When my son arrived on the 29th of August, I thought we had an eternity in which to reacquaint ourselves. We had an amazing weekend at the Russian River and then returned to my ‘real’ life and his temporarily relocated existence. Time stood still; time accelerated; I luxuriated in this chance to see my son as an adult and found myself aghast when the seventeen days dissolved into tissue on the floor.
We walked, we talked, we laughed, we cried. I do not pretend to speak for him. As for Patrick Corley’s mother, I challenged myself to undertake any expedition that he proposed. We went where he wanted; watched videos that he eagerly recommended; and ignored my self-imposed limitations. We went to a park and choose the farthest picnic table. I eased myself down to sit on rocks adjacent to a lake in the foothills. I watched birds peck at the cliff in front of me and sank within the folds of unexpected joy. I grasped the walking stick that my son bought for me many years ago at the Ren Fest and hauled myself from that lakeside, dusty and tired but exhilarated. We drove an hour so that I, a vegetarian, could eat catfish fillet and hush puppies while he sampled perch and potato salad. The chef beamed at us. We felt like we’d gone back to the streets of Kansas City, to a simpler time and a smaller place.

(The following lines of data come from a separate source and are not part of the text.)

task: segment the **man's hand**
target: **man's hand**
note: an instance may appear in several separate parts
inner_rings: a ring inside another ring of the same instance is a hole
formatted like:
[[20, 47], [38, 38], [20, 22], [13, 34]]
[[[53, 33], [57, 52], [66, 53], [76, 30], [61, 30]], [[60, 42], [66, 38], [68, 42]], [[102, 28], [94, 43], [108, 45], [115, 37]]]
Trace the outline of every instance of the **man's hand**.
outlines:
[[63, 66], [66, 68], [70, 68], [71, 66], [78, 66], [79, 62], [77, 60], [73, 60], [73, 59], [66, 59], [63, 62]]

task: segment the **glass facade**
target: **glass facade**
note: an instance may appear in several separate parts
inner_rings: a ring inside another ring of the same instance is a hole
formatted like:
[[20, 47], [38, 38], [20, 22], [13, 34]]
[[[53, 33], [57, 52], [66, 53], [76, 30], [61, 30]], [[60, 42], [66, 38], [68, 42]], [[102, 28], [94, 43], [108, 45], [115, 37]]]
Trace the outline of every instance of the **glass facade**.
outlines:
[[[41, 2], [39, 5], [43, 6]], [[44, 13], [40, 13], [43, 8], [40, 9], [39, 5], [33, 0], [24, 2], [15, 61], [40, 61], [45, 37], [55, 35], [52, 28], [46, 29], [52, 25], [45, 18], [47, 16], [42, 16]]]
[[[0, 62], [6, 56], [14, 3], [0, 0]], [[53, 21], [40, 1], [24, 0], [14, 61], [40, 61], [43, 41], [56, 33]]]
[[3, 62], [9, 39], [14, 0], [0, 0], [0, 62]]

Perhaps we yearned for somewhere that we had never actually been; a place that we only imagined as home.
On the evening before his flight back to Chicago, we cleaned the cabin that the park manager had let him use. We packed his clothes and personal items. We stowed anything I had brought for him to use in the back of my car. We dined on leftover fish and a mushroom frittata. More words flowed. Hope danced in the clean corners. From the southern window, we watched the moon rise and shared a long, silent breath.
In the morning, we walked across the park to the community room. A few last introductions happened; a few more conversations unfolded; a few more turns on the gravel road saw the slow, easy step of our feet. We carried his packs outside and locked the door of the cabin seconds before his ride pulled into the lot behind my car. He wrapped his arms around me. He cradled a small succulent in a clay pot in his hand to carry back with him. Renee opened her trunk and he swung his bags over its edge. The car door opened. He smiled over his shoulder. And then, with a backwards glance and a gleam in his eye, he left me standing on the wooden steps of an old park model in a former KOA on the banks of the San Joaquin River.
It’s the eighteenth day of the one-hundred and twenty-ninth month of My Year Without Complaining. Life continues.